Another key use for VR is enabling people to learn how to react in difficult, dangerous scenarios. By simulating specific environments, people can gain invaluable experience without the risk of injury. The military have started using virtual reality for training purposes to ensure they get enough practice working under pressure before they have to use their skills in the field. In comparison to the traditional training where the environment must be physically built, VR can be reset quickly meaning you can repeat the exercise, improving each time. The environment can be designed to simulate an unlimited amount of scenarios, allowing soldiers to rehearse for missions or carry out live fire exercises.
Virtual Reality in Hospitals
Virtual reality also has fantastic potential to aid learning in medical and dentistry training. Quite often, medical students don’t have the freedom to make mistakes which can be detrimental to the learning process. Whilst performing actions on living patients, students are under high pressure to carry them out safely without causing harm. However, this can all be changed with the use of virtual reality.
VR can be used to create walk-through programs to help students gain knowledge and confidence on how to perform different procedures. The system can be modified to challenge the student, allowing them to experience complications and learn how to act accordingly. When the student faces these scenarios in real life, they will have had the practice needed to carry out the tasks confidently.
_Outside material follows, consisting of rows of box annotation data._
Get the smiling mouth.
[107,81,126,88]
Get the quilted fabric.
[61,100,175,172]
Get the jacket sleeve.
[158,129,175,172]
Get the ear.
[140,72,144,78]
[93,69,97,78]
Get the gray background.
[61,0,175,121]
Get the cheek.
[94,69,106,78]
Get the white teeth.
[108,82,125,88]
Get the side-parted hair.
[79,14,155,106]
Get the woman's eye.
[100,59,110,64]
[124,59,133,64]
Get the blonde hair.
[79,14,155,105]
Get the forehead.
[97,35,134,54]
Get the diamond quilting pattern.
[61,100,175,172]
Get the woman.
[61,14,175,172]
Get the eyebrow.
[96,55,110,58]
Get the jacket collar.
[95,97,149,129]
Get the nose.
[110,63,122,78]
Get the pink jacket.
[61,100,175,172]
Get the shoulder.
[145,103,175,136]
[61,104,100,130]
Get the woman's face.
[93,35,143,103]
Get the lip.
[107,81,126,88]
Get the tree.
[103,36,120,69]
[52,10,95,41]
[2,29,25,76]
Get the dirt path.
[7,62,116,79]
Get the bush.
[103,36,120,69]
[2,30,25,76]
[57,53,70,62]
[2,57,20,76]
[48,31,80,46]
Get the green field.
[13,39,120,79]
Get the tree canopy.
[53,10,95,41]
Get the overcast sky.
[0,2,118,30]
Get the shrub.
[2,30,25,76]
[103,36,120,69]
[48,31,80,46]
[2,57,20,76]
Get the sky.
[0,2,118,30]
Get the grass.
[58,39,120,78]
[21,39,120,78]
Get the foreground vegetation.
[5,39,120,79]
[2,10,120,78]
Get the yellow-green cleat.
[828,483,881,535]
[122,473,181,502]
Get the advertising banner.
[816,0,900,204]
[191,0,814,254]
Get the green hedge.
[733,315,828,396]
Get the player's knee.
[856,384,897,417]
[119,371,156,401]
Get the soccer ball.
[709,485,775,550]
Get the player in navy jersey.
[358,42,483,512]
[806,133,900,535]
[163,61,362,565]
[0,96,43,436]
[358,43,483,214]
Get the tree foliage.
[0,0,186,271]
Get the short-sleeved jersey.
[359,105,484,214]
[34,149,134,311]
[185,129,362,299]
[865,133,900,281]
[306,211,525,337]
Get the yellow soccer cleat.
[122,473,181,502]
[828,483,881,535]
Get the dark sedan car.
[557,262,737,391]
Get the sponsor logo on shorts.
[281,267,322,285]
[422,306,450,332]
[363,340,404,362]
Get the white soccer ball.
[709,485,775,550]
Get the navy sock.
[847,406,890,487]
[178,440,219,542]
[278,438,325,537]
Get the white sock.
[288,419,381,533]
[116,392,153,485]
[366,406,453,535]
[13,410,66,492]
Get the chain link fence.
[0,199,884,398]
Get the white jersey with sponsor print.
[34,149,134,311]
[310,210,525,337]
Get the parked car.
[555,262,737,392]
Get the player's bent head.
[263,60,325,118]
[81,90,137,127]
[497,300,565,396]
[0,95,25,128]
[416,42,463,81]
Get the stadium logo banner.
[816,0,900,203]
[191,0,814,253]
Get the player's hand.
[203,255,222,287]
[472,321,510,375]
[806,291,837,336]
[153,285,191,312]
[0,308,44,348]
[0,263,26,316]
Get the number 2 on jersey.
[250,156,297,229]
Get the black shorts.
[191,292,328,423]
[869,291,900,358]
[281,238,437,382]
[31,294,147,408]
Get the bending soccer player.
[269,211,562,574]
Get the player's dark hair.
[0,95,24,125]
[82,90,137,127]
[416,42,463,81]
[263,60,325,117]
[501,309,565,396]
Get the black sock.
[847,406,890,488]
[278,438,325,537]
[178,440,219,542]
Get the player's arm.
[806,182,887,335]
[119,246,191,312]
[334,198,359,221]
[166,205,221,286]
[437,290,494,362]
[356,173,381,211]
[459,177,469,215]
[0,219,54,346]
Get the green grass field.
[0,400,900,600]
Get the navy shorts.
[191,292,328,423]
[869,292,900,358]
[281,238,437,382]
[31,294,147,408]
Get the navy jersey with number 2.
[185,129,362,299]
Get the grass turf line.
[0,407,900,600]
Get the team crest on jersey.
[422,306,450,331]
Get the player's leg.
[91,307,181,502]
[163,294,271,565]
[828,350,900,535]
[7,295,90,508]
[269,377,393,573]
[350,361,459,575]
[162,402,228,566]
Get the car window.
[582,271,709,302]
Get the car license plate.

Communicating Important Safety Messages
Anyone who has ever experienced a car crash will know it’s not an experience you’ll forget in a hurry. So in order to educate young drivers, Leicestershire Fire and Rescue Service and Samsung have partnered up to create UK’s first road safety VR project. Students experience a simulation of a car crash involving actors as well as real emergency services professionals. The crash is designed to be as close to real life as possible in order to discourage young drivers from acting carelessly on the roads. The program appears to have fantastic results, with 90% of viewers saying they would take less risks on the road after the experience. Students also seem to enjoy this new method of learning, with 80% of participants saying that they prefer the use of virtual reality to communicate important safety messages It is clear that this form of media has great potential to engage and captivate its audience.
Watch this space!
There is still a long way to go before virtual reality is used on a daily basis in school and work, but it has been shown to be a game changer for education. It is important to keep up to date with technology and with VR becoming so accessible, businesses and schools should be starting to use this new technique to motivate and engage the new generation. Virtual reality has an important and growing role in education and it is definitely one to watch.